A elite brasileira elegeu o MST como seu inimigo número um. Está
certa. Desde o descobrimento do Brasil, o MST é o primeiro movimento
popular a desafiá-la abertamente, e com êxito. A elite admite que
o povo possa pedir respeitosamente. Mas exigir, reclamar, denunciar, tomar iniciativas
por conta própria, nunca. Pois isto é precisamente o que o MST
faz: ocupa terras, bloqueia a entrada de prédios públicos, fecha
estradas, destrói plantações de transgênicos, sem
pedir licença para ninguém.
A indignação torna-se ainda maior pelo fato de que o MST faz
política. Seus dirigentes e militantes são afiliados a partidos
políticos, candidatam-se a cargos eletivos, apoiam publicamente candidatos
a cargos majoritários. Como a elite considera a política seu "território
de caça privativo", a reação é violenta. Mas
isso ainda não é tudo: o MST organiza e participa de todo e qualquer
protesto social. Não há manifestação feminista,
ato público pró-indígena, comício contra o pagamento
da dívida externa, sem a presença das bandeiras do movimento e
sem a palavra inflamada de seus dirigentes. O tom dessas manifestações
é sempre o mesmo: a necessidade de completar a construção
da Nação brasileira. O MST é um movimento político
de caráter nacionalista. Um nacionalismo temperado pelo mais puro internacionalismo,
que não pensa em isolar o Brasil, mas alinhá-lo com as nações
que lutam para criar uma ordem internacional democrática, em oposição
ao mundo governado por sete potências.
Enquanto questiona, desafia, provoca, o MST mantém escolas em todos
os Estados do país, para educar filhos de assentados da reforma agrária
sob princípios completamente distintos dos que comandam o sistema de
educação individualista das escolas da elite. Além disso,
organiza, através de seus militantes, a produção das famílias
assentadas. E para evitar que sejam exploradas por agro-indústrias, atacadistas
e exportadores, organiza também a transformação industrial
e a comercialização dos seus produtos. Faz tudo isso em condições
extremamente difíceis. Desde a sua fundação, o MST registra
dezenas de militantes mortos, centenas de feridos por jagunços ou pela
polícia, outros tantos processados criminalmente. A democracia brasileira
não tolera um movimento popular não submisso à elite dirigente.

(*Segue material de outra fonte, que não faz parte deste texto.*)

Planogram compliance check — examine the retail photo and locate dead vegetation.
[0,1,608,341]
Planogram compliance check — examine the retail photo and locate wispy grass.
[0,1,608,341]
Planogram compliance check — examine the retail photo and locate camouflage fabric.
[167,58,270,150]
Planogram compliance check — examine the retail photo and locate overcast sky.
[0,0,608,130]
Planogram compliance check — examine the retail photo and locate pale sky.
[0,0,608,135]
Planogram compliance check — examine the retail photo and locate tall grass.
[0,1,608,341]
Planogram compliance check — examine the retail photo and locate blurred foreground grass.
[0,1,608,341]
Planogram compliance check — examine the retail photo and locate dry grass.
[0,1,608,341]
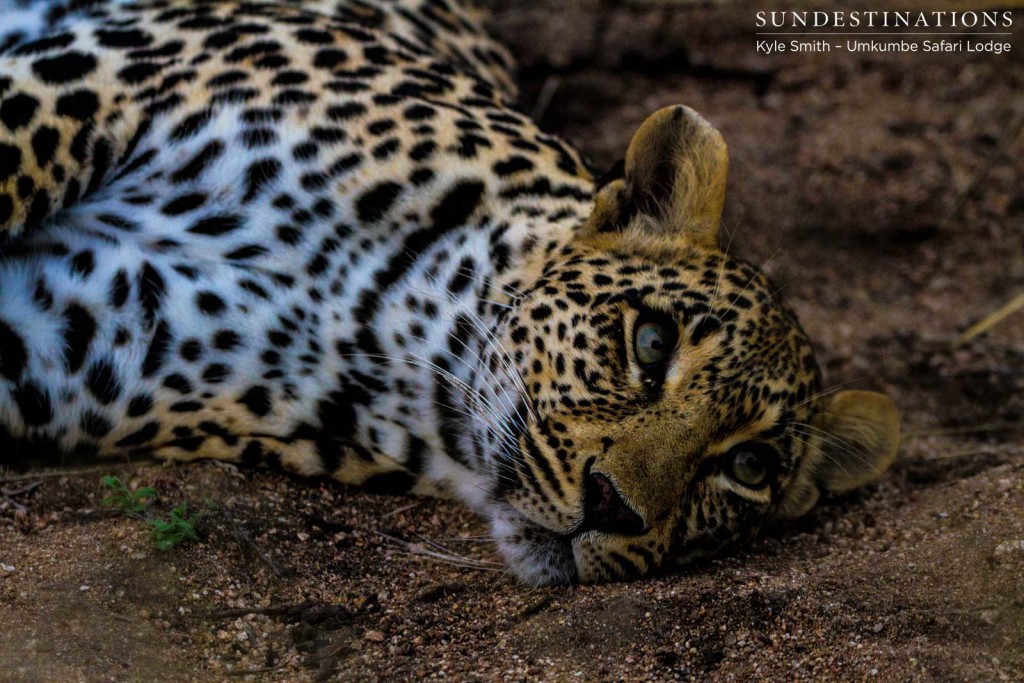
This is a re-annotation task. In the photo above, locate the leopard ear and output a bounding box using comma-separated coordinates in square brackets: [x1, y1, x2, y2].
[777, 391, 899, 517]
[589, 104, 729, 248]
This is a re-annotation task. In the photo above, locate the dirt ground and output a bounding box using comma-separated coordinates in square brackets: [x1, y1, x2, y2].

O que move o MST a realizar esse ciclópico trabalho? Tudo se resume
em uma palavra: mística.
Mística, "percepção do caráter escondido,
não comunicado da realidade", que, como explica Leonardo Boff, "não
é o limite da razão, mas o ilimitado da razão".(2)
A mística do MST tem raízes no milenarismo camponês. Em
todo o mundo e desde sempre, o camponês é a pessoa que aspira e
acredita na possibilidade de um mundo justo e em harmonia com a natureza. Em
nome dessa utopia, as massas rurais têm se levantado, através dos
tempos, contra o mundo real, sempre injusto, cruel e desequilibrado.
Em seus luminosos trabalhos sobre o milenarismo, Eric Hobsbawm traçou
as características desses movimentos. Traços que se repetem desde
os taboritas e anabatistas (século XV), os levantes dos camponeses ingleses,
andaluzes e sicilianos do século XIX, até as revoluções
socialistas modernas do México, Rússia, China, Cuba e Vietnam.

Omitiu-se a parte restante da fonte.